By then it was lunch time, and in the spirit of keeping things cheap, we had lunch at Costco. Since we were in St. George, we decided to try a few more indoor sites as it was raining.

The Church runs four sites in St. George. The first was Brigham Young's Summer Home. We had struck out on an earlier attempt to visit, but this time we were in luck. It was really cool to see the prophet's study where he received revelations, and though the house was a mansion for the times, it was very practical in terms of space. There were three bedrooms upstairs: for Brigham, for his wife, and one for the housekeeper. Downstairs there was a kitchen, a dining room, and a receiving room with an old piano for entertaining guests. We learned that St. George was originally started as a cotton mission, meaning saints were called to leave the Wasatch Front and go south to grow cotton. The "George" is George A. Smith, grandfather of the prophet, who was known as the Potato Saint because he planted potatoes along the Mormon Trail, and then made sure that the immigrants ate the peels so that they didn't get scurvy. So we will be calling the town Potato St. George from now on.
It doesn't look rainy, but it was.
The Pioneers painted all the pine to look like different kinds of fancy wood.
Our second stop was just down the street at the Tabernacle. We've visited the Salt Lake, Paris, Provo (now a Temple), and of course, Alpine, but it was really cool to see the Tabernacle in St. George where Lorenzo Snow gave his famous speech about tithing. One interesting fact about the balcony is that Brigham Young thought it was too high, so he made them lower it 5 feet. This means that you go up the spiral staircase to the landing, then down 5 steps into the balcony. We probably enjoyed this tour more than any of the day.

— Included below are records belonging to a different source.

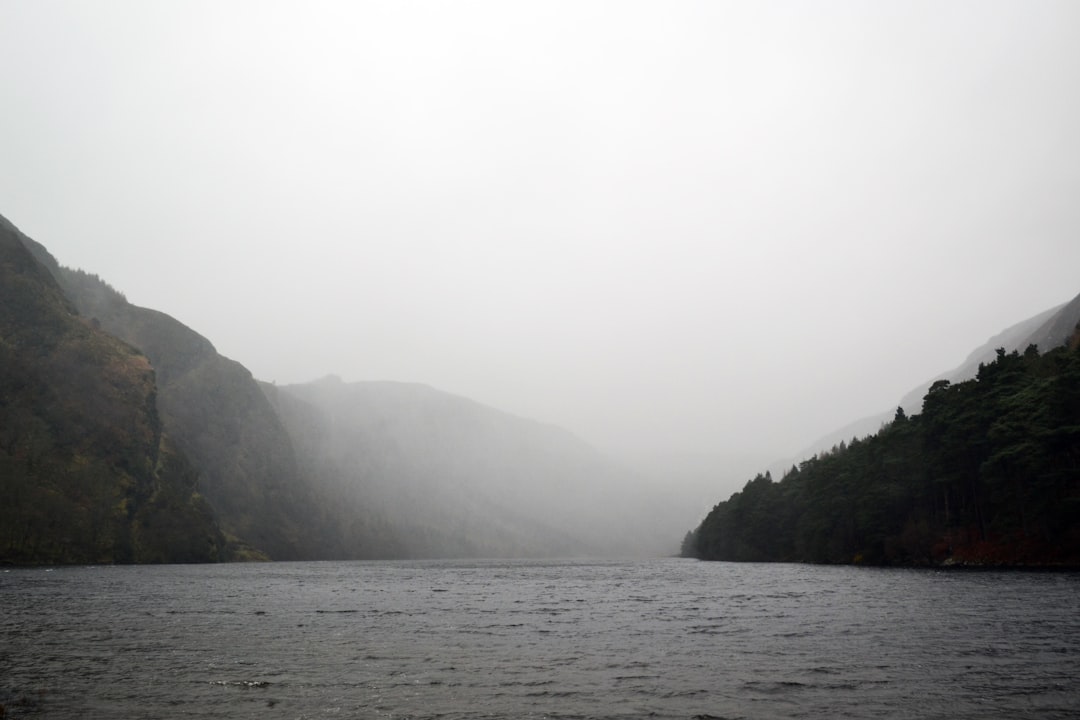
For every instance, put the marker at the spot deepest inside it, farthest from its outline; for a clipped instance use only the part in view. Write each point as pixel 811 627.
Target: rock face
pixel 331 470
pixel 218 418
pixel 89 474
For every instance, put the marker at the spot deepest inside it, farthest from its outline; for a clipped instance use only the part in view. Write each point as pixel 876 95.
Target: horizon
pixel 674 231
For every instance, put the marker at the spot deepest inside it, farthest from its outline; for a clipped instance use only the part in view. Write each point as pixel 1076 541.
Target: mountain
pixel 88 473
pixel 217 416
pixel 332 470
pixel 987 474
pixel 421 473
pixel 1047 330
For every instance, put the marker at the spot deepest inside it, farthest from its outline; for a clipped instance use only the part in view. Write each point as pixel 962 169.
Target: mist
pixel 697 235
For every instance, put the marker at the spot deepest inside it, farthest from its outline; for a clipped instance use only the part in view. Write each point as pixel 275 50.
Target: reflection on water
pixel 529 639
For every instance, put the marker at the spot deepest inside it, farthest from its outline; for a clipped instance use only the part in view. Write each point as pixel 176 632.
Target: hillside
pixel 987 474
pixel 1045 330
pixel 89 474
pixel 331 470
pixel 214 410
pixel 427 474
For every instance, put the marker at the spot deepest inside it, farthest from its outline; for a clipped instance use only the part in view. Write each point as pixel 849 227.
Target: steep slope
pixel 214 410
pixel 988 474
pixel 426 474
pixel 1047 330
pixel 88 475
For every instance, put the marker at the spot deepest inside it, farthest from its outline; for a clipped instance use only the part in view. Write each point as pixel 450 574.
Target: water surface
pixel 530 639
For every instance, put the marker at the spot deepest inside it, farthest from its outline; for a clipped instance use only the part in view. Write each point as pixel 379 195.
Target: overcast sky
pixel 669 227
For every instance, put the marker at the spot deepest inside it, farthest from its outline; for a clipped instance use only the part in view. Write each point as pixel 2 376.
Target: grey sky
pixel 670 227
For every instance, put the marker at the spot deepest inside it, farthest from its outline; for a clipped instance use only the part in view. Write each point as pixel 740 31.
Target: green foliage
pixel 85 473
pixel 988 473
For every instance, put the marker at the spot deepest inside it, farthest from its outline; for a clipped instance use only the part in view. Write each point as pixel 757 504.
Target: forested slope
pixel 86 472
pixel 987 474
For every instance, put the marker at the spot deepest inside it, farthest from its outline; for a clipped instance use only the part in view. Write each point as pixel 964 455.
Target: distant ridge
pixel 1047 330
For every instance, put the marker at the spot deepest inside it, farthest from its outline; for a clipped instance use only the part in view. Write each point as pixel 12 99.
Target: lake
pixel 665 638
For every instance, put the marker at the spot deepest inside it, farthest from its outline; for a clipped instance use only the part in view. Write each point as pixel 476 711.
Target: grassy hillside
pixel 88 473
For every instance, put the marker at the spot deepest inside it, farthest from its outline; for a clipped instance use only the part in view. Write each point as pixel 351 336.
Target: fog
pixel 698 234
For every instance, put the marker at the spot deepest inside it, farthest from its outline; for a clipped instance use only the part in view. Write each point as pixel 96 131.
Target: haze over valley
pixel 586 268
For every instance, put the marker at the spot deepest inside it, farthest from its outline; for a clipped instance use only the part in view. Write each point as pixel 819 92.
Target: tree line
pixel 988 474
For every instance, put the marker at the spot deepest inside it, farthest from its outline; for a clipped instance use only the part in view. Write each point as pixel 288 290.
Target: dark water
pixel 527 639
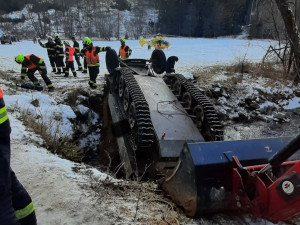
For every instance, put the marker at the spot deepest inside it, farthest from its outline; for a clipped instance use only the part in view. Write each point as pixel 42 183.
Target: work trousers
pixel 16 204
pixel 93 72
pixel 59 60
pixel 84 65
pixel 43 72
pixel 70 65
pixel 77 58
pixel 52 63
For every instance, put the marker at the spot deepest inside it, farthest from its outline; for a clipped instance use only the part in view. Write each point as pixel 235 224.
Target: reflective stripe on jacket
pixel 70 53
pixel 32 65
pixel 92 60
pixel 123 52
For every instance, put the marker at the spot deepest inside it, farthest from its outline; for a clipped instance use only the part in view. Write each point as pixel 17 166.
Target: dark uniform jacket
pixel 50 48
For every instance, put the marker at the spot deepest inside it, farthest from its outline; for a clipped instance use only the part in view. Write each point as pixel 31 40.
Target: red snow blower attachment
pixel 250 176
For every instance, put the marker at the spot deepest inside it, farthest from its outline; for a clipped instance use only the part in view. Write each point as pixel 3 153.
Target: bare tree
pixel 292 32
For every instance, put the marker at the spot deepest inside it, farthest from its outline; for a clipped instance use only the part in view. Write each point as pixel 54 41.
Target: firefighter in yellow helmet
pixel 30 64
pixel 16 205
pixel 124 51
pixel 91 53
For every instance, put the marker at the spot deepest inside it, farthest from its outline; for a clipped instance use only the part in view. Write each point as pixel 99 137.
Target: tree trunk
pixel 292 31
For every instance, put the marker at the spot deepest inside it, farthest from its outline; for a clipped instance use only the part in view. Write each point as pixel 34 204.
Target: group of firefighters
pixel 17 207
pixel 56 53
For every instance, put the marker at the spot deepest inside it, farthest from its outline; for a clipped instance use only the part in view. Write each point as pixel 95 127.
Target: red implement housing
pixel 264 195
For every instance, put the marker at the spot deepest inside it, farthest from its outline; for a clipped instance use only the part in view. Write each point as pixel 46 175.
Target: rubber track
pixel 143 118
pixel 210 114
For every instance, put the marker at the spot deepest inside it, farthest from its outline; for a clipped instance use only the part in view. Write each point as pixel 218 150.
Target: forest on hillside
pixel 108 19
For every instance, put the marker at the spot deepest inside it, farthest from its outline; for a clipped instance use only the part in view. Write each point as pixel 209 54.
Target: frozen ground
pixel 67 193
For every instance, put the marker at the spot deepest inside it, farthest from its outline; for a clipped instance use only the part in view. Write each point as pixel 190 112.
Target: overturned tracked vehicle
pixel 154 115
pixel 166 127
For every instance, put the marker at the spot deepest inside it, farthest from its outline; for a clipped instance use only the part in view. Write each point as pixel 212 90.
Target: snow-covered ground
pixel 63 196
pixel 192 52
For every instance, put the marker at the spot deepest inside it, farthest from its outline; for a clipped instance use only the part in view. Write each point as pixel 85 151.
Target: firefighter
pixel 30 64
pixel 124 51
pixel 84 57
pixel 50 45
pixel 69 52
pixel 158 38
pixel 59 57
pixel 16 205
pixel 93 60
pixel 77 53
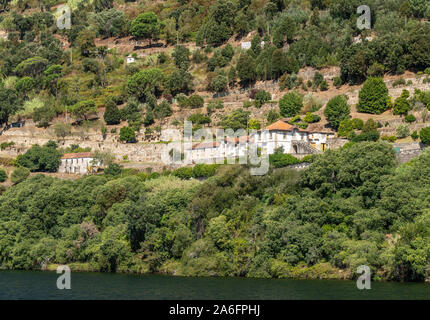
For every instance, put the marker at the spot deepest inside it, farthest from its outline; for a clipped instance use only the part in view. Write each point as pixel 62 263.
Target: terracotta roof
pixel 237 139
pixel 204 145
pixel 77 155
pixel 280 125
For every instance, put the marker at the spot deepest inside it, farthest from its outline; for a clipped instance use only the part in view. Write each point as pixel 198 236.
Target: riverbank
pixel 321 271
pixel 33 285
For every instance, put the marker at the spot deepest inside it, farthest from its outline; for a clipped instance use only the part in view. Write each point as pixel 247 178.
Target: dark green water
pixel 42 285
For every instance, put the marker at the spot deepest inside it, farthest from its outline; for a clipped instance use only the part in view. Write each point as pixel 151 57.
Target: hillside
pixel 194 49
pixel 126 70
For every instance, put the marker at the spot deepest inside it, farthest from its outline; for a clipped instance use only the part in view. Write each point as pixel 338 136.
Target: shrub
pixel 19 175
pixel 272 116
pixel 41 159
pixel 337 82
pixel 324 86
pixel 425 135
pixel 184 173
pixel 410 118
pixel 366 136
pixel 127 134
pixel 113 169
pixel 279 160
pixel 389 138
pixel 261 97
pixel 311 118
pixel 370 126
pixel 401 104
pixel 399 82
pixel 337 109
pixel 112 114
pixel 195 101
pixel 357 124
pixel 402 131
pixel 345 128
pixel 291 104
pixel 199 118
pixel 204 170
pixel 373 96
pixel 3 175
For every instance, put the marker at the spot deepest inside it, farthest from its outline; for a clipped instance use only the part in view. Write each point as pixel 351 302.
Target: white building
pixel 130 59
pixel 292 139
pixel 247 45
pixel 78 163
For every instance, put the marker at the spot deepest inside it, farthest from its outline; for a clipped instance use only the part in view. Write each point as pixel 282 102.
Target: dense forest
pixel 353 206
pixel 46 71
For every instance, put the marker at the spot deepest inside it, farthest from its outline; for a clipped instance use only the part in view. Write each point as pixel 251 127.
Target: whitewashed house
pixel 292 139
pixel 130 59
pixel 247 45
pixel 78 163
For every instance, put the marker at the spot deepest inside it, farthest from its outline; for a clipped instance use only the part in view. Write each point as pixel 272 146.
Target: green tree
pixel 127 134
pixel 25 85
pixel 83 109
pixel 146 26
pixel 9 104
pixel 291 104
pixel 181 55
pixel 41 159
pixel 3 175
pixel 85 41
pixel 148 80
pixel 180 81
pixel 31 67
pixel 62 130
pixel 19 175
pixel 373 96
pixel 238 119
pixel 336 110
pixel 401 104
pixel 425 135
pixel 195 101
pixel 112 114
pixel 246 68
pixel 345 128
pixel 52 76
pixel 113 169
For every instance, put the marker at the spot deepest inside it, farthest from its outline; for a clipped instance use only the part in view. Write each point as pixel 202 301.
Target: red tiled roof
pixel 77 155
pixel 204 145
pixel 280 125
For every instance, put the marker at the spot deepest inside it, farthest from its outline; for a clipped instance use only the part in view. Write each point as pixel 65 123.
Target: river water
pixel 35 285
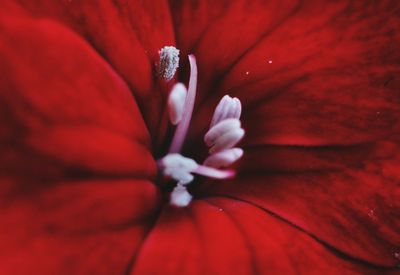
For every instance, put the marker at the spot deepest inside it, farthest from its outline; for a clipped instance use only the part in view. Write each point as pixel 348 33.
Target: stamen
pixel 176 103
pixel 224 158
pixel 221 128
pixel 214 173
pixel 228 107
pixel 169 62
pixel 181 130
pixel 180 197
pixel 224 133
pixel 227 140
pixel 178 167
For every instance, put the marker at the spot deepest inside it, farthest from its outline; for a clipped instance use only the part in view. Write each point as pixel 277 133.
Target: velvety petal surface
pixel 128 35
pixel 225 236
pixel 75 198
pixel 320 95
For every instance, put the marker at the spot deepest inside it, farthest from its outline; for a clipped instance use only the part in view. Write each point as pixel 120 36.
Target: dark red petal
pixel 66 118
pixel 128 35
pixel 223 236
pixel 74 227
pixel 61 101
pixel 346 197
pixel 322 118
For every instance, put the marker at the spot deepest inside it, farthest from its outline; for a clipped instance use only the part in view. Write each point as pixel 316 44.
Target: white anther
pixel 176 103
pixel 224 158
pixel 179 168
pixel 169 62
pixel 227 140
pixel 180 196
pixel 228 107
pixel 220 129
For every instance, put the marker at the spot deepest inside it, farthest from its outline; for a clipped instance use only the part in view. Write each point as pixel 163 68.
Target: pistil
pixel 224 133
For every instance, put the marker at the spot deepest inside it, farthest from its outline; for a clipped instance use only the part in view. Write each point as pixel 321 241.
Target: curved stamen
pixel 181 130
pixel 214 173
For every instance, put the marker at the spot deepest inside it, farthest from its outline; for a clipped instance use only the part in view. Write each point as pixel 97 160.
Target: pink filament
pixel 214 173
pixel 183 126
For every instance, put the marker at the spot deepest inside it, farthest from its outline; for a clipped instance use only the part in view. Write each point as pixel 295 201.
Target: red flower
pixel 83 120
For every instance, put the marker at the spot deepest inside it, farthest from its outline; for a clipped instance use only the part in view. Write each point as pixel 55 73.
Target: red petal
pixel 322 118
pixel 67 118
pixel 128 35
pixel 61 101
pixel 74 227
pixel 224 236
pixel 346 197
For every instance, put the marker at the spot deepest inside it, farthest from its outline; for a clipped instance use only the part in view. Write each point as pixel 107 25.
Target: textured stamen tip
pixel 176 103
pixel 169 62
pixel 227 140
pixel 179 168
pixel 224 158
pixel 228 107
pixel 180 197
pixel 220 129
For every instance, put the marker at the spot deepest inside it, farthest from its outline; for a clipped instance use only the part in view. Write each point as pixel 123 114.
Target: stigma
pixel 224 133
pixel 169 62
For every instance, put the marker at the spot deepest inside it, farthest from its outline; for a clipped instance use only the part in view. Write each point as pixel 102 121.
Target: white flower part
pixel 224 158
pixel 180 197
pixel 179 168
pixel 221 128
pixel 169 62
pixel 227 140
pixel 176 103
pixel 228 107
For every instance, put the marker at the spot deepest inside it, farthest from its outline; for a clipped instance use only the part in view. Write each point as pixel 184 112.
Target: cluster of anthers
pixel 224 133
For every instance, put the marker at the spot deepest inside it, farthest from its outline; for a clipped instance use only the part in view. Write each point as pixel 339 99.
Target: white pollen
pixel 180 197
pixel 176 103
pixel 179 168
pixel 228 107
pixel 220 129
pixel 224 158
pixel 169 62
pixel 227 140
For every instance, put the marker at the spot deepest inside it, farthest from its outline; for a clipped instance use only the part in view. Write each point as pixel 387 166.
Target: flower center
pixel 224 133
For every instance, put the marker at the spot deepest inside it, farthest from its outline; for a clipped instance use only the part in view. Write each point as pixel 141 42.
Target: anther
pixel 178 167
pixel 227 140
pixel 169 62
pixel 228 107
pixel 220 129
pixel 180 197
pixel 176 103
pixel 224 158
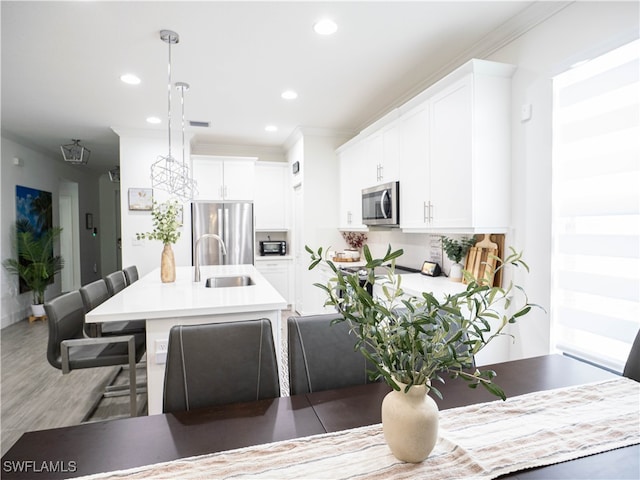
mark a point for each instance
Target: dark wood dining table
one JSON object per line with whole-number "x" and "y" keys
{"x": 132, "y": 442}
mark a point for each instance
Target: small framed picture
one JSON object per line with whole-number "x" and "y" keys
{"x": 431, "y": 269}
{"x": 140, "y": 198}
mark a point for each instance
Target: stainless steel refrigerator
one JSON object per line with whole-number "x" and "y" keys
{"x": 233, "y": 222}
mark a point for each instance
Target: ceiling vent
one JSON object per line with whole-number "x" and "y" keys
{"x": 196, "y": 123}
{"x": 75, "y": 153}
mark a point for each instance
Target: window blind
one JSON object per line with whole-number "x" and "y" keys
{"x": 595, "y": 264}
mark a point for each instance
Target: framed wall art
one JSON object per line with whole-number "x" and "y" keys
{"x": 140, "y": 198}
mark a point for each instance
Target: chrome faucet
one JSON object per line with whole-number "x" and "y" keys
{"x": 197, "y": 253}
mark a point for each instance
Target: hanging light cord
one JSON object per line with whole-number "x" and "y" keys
{"x": 169, "y": 96}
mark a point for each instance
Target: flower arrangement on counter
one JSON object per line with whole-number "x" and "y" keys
{"x": 165, "y": 222}
{"x": 355, "y": 239}
{"x": 419, "y": 340}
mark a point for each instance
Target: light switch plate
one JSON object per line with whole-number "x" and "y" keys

The chairs are beautiful, but not very comfy.
There's Lorenzo Snow at the pulpit! No, wait, that's just us.
Every prophet except Joseph Smith has spoken at the St. George Tabernacle.
The third stop was the Temple Visitor Center. The boys were excited to see the cannon, which was used to crush gravel into the ground to make a more solid footing for the Temple. Seth also had a great time "coloring" temples on the digital screen. There was a beautiful Christus statue, too, and one of the sister missionaries sat us down and talked to the boys about Family Home Evening.
The boys already had this temple in their books.
Seth wanted to watch all the videos with President Monson which Mom thought was darling!
We decided we might as well hit the last church history stop in St. George, which is actually in Santa Clara. We drove out to Jacob Hamblin's home. We didn't know a lot about Hamblin (well, Mom did) but he was a diplomat between the Church, the United States, and the Indians in the area. Everyone respected him as a fair, honest man. His home was much more humble than Brigham Young's, with a kitchen and two bedrooms, along with a storage space downstairs. Upstairs was one large room where the family lived, as well as a loft that could hold many beds so that travelers could stop and stay if necessary. One strange thing was the door on the second floor that opened to the eaves. They think this was because they used the eaves to hang food and linens to dry. We were really impressed with the kind of honest, simple man Jacob Hamblin was.
We're glad the boys are great at these old sites. They know a lot about the Pioneers.
After that, we started the long drive home, but there was one more adventure. After stopping in Beaver to find the kids Wendy's, Mom and Dad decided to hold out for Cluff's Car-hop in Fillmore. It meant eating at near 7pm, but it was worth it. They have the best fries and burgers in the whole state! We even had homemade hot fudge shakes afterward.
The shakes are great! Not pictured: World's best french fries and amazing burgers.
We arrived home at 9, and Dax and Seth had been asleep for awhile. Luckily they went right to bed. Mom and Dad were super-tired, too, but we managed to get the trip cleaned up and put away by 10 pm so we could fall into bed. This was definitely a trip that we'll always remember.

1 comment:

  1. Oh my gosh! Those rocks! They're so cool, huh?! My kids love finding them at the sand dunes, although we've had a few times they've picked up rabbit poop instead! :)

    We did the dino museum, too! We must have missed you again by a day or two.